Len Morgan authored or produced over 30 book titles on aviation related topics, including eleven authored publications:

- The P-51 Mustang, 1963
- The P-47 Thunderbolt, 1963
- The Planes The Aces Flew, 1963
- The Douglas DC-3, 1964
- The AT-6 Harvard, 1965
- Airliners Of The World, 1967
- Crackup!, 1968
- Aviation Hall Of Fame, 1970
- View From The Cockpit, 1985
- Reflections Of A Pilot, 1987
- Vectors, 1992

And two titles coauthored:

- 50 Famous Tanks With G. Bradford, 1967
- The Boeing 727 Scrapbook with his son Terry L. Morgan,1968

As well as 26 publications that he produced between 1961 and 1986.

==Retirement and death==

After his retirement from Braniff International in 1982, Len Morgan continued writing and publishing books. After closing Morgan Aviation Books in 1975, he continued his writing and publishing as a self-employed person until his final retirement in 1999. In 1988, he was a consultant for the United States Department of Justice, Washington, DC. In 1993, he was engaged in investing in the Palm Harbor, Florida, area, where he moved his family in 1990, and continued this venture until 1999.

In 1990, Morgan created a privately published DVD of the history of Braniff Airways, Inc. covering the years 1928 through 1982. He spent many hours of intensive research that resulted in a unique using of the aircraft that Braniff flew throughout its history to accurately tell the Braniff story. The long disputed painted color of Braniff's first aircraft used on a scheduled flight in 1928, a Stinson Detroiter, was determined to be burgundy in color. Captain Morgan contracted Kodak Corporation to perform an analysis of the only black and white photo known to exist of the aircraft to determine the correct fuselage color.

In the January 2004, issue of Flying Magazine, Len Morgan returned to discuss his retirement, thoughts on flying, and his initial battle with cancer.
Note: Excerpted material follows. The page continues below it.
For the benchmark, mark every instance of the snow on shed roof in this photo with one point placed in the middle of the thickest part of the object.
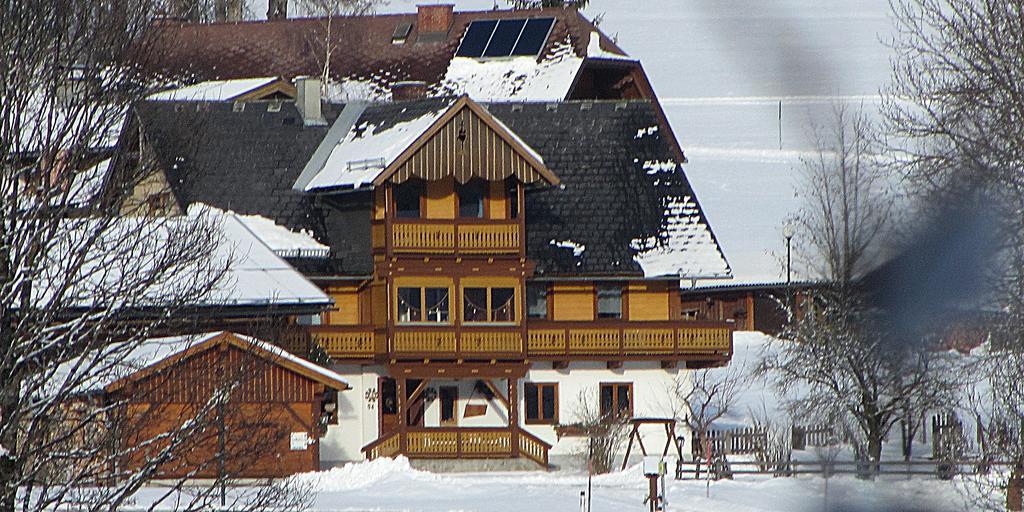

Len Morgan died March 11, 2005, after a long battle with cancer. Flying Magazine Senior Editor Richard L. Collins memorialized his dear friend and colleague in the June 2005, issue of the lauded aviation magazine that Mr. Morgan had contributed to for the past two decades. Mr. Collins ended the poignant memorial by stating, after quoting Mr. Morgan crediting his wife for giving him the support to make his lifetime of accomplishments possible, "so have we, for having had this kind, gentle, talented man as a friend and a colleague over all these years."

At Mr. Morgan's request, there was no funeral or memorial services. His family accompanied him on his last flight to scatter his ashes in the Gulf of Mexico.